"​The Push for Equality" by Sibylle Fischer, Ph.D.

Fischer is Associate Professor in the Department of Spanish and Portuguese Languages and Literatures at New York University. She is the author of Modernity Disavowed: Haiti and the Cultures of Slavery in the Age of Revolution (2004).

On August 26, 1789 the National Assembly in Paris adopted the Declaration of the Rights of Man and Citizen. The first article stated that "men are born free and equal in rights." Despite its boldness, the meaning and scope of the article was far from clear. Did it amount to an injunction against slavery? A guarantee of equal rights for all citizens, regardless of color? Did it even apply to the French colonies where most of those who might claim freedom from enslavement or equal political rights lived? When confronted with these questions, the Assembly in France equivocated. It took another three years before it granted equal rights for free people of color (gens de couleur). Slavery was not abolished until February 4, 1794. When the emancipation law finally passed into law, it did so because those who had been enslaved had taken matters into their own hands.

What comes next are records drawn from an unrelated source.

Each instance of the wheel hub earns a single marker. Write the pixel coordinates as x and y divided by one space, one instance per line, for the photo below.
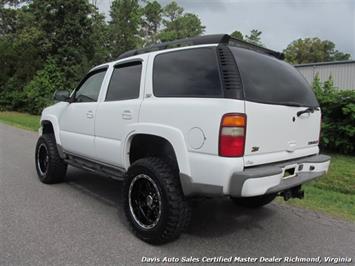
144 201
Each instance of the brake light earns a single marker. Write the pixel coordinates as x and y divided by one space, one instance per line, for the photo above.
232 135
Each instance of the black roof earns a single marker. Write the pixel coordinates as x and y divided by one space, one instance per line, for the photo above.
206 39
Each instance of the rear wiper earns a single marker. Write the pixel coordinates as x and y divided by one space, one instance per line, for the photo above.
308 110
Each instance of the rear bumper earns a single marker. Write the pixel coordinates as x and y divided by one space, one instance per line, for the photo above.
270 178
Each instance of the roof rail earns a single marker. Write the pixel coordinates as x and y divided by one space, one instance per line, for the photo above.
206 39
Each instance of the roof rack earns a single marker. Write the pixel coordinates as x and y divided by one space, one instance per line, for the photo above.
206 39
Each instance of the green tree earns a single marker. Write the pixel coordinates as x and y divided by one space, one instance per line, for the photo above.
254 37
67 28
237 35
39 92
124 26
152 16
179 25
311 50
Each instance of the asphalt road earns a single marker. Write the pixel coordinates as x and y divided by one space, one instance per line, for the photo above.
77 222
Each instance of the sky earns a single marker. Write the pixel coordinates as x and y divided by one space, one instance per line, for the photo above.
281 21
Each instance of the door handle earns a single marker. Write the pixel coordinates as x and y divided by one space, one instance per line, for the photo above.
126 115
90 114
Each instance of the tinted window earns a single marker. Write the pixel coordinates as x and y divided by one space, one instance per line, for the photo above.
89 90
269 80
187 73
125 82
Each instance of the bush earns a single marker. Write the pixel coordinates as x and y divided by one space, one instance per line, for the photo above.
338 116
39 92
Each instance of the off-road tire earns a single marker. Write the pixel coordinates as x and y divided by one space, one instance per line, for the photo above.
254 202
175 210
56 168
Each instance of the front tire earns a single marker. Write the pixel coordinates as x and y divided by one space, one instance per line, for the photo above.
153 201
50 167
254 202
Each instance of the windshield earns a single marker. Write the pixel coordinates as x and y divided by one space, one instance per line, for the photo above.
269 80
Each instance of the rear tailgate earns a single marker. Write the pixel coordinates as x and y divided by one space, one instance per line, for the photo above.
275 93
276 133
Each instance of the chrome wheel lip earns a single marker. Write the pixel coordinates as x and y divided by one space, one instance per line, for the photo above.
135 179
42 147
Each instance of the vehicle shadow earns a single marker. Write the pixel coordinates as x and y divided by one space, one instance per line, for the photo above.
210 217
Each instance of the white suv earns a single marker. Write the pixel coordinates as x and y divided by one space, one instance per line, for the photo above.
206 116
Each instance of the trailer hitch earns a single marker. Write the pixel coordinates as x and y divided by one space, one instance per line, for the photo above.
294 192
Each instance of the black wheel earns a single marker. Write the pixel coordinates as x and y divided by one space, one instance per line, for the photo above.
50 167
153 201
254 202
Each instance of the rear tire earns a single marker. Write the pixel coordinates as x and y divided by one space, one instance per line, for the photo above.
153 201
50 167
254 202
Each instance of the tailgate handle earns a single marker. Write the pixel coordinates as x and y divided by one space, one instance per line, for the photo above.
308 110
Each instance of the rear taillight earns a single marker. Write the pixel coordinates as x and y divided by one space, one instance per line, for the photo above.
320 129
232 135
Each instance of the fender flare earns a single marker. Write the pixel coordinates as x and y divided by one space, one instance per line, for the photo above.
55 124
171 134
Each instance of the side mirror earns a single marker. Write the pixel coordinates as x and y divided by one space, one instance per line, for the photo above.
61 96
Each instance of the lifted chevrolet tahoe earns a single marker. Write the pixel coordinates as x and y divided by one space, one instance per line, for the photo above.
204 116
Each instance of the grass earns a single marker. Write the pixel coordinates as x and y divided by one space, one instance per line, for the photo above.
21 120
333 194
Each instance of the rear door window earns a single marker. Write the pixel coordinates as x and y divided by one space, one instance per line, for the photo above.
187 73
269 80
125 82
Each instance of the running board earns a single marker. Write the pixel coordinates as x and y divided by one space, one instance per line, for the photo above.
95 167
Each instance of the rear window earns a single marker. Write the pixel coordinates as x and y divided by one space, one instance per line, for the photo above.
187 73
269 80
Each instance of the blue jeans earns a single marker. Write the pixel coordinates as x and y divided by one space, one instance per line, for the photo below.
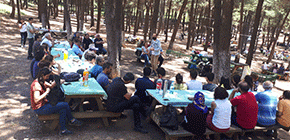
61 107
145 56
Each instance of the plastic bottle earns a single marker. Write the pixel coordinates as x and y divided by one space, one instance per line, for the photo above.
159 85
65 54
85 78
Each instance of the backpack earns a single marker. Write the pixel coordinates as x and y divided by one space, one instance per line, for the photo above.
169 118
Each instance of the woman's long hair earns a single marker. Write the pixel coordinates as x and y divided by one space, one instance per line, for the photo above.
42 72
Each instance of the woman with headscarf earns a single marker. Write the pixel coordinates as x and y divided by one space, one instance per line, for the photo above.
195 115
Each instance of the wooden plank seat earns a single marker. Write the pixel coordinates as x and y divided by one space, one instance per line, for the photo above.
79 115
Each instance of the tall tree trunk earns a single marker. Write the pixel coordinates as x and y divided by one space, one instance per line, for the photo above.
67 18
92 13
222 36
12 15
168 20
137 18
161 19
100 4
254 33
277 36
113 28
153 22
208 29
170 47
145 31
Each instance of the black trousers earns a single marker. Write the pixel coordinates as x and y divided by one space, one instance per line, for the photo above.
31 41
135 104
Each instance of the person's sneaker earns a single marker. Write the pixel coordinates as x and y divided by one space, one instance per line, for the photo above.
139 129
65 132
75 123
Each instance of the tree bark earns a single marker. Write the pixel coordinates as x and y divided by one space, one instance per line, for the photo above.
277 36
168 20
170 47
137 18
254 33
67 18
154 21
100 4
12 15
222 36
113 28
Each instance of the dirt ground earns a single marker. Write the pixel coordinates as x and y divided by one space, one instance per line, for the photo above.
18 121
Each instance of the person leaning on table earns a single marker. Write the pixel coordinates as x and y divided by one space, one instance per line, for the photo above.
39 90
283 116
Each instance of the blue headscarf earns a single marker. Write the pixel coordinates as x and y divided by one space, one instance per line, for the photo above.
199 102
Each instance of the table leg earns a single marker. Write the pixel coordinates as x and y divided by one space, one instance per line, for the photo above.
101 107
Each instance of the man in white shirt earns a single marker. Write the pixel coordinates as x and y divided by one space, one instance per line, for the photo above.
47 39
193 84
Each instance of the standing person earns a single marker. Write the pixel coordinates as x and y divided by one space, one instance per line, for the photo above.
155 48
23 32
142 84
97 69
87 41
283 117
103 78
195 115
99 44
193 84
219 120
39 89
247 108
30 36
119 99
145 54
210 86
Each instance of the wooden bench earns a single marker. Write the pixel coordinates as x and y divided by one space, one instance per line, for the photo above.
79 115
234 130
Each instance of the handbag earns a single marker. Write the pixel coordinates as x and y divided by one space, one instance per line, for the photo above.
70 76
169 118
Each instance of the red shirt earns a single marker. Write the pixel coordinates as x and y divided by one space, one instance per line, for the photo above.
247 110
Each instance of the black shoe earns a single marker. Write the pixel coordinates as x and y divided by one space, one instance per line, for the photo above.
75 123
139 129
65 132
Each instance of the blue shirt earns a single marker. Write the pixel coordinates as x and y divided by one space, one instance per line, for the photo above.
141 85
103 80
77 50
267 107
96 70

The push for equality by the free people of color had started several years before the Declaration of 1789 and had not initially included an anti-slavery stance. By the late 18th century Saint Domingue had become home to a large population of free people of color, which included a relatively small, influential group of slave owners and proprietors of sizable plantations. While the notorious Code Noir of 1685 had provided the legal framework for the structures of racial domination that subtended plantation slavery, it had also postulated that, within certain limits, free people of color were to have the same rights as whites. The somewhat ambiguous status of free people of color was coming under pressure in the 1760s, when a wave of new laws were issued that restricted employment options, forms of political participation, and even the use of honorific titles and French family names .Whether or not these laws were ever fully implemented, they threatened to split Creole society along racial lines. These new laws met with resistance in Saint Domingue. In the mid-1780s, Julien Raimond, a mixed-race planter from Saint Domingue, went to France to argue the case of the free people of color. Although Raimond’s early reports presented the free people of color as guarantors of a stable slave system and are devoid of arguments against the institution of slavery, Raimond encountered a vigorous opposition from the planters’ lobby in Paris and an assembly that was unwilling to pronounce itself unambiguously on the racial question or political representation for free people of color. Frustrated by Raimond’s failure to make any tangible progress in Paris, Vincent Ogé, another free man of color who had participated in the struggle in revolutionary Paris, decided to take up arms. In October of 1790 he returned to Saint Domingue and launched a small rebellion. Although Ogé did not raise the enslaved for his cause and did not call for the abolition of slavery, the rebellion was crushed with utmost brutality. Ogé was broken on the wheel on the town square in Le Cap.

Although it failed, Ogé’s rebellion had a considerable impact. In the colony, the antagonism between whites and free colored populations had now reached levels of violence never seen before. In Paris, the Assembly found itself thrown into increasingly heated debates about colonial issues, issuing and retracting half-hearted measures which only added to the tensions in Saint Domingue. It took almost another year before it passed the law of April 4, 1792, which granted full equality to the free people of color. By then, the massive slave uprising of August 22-23, 1791 had completely changed the stakes.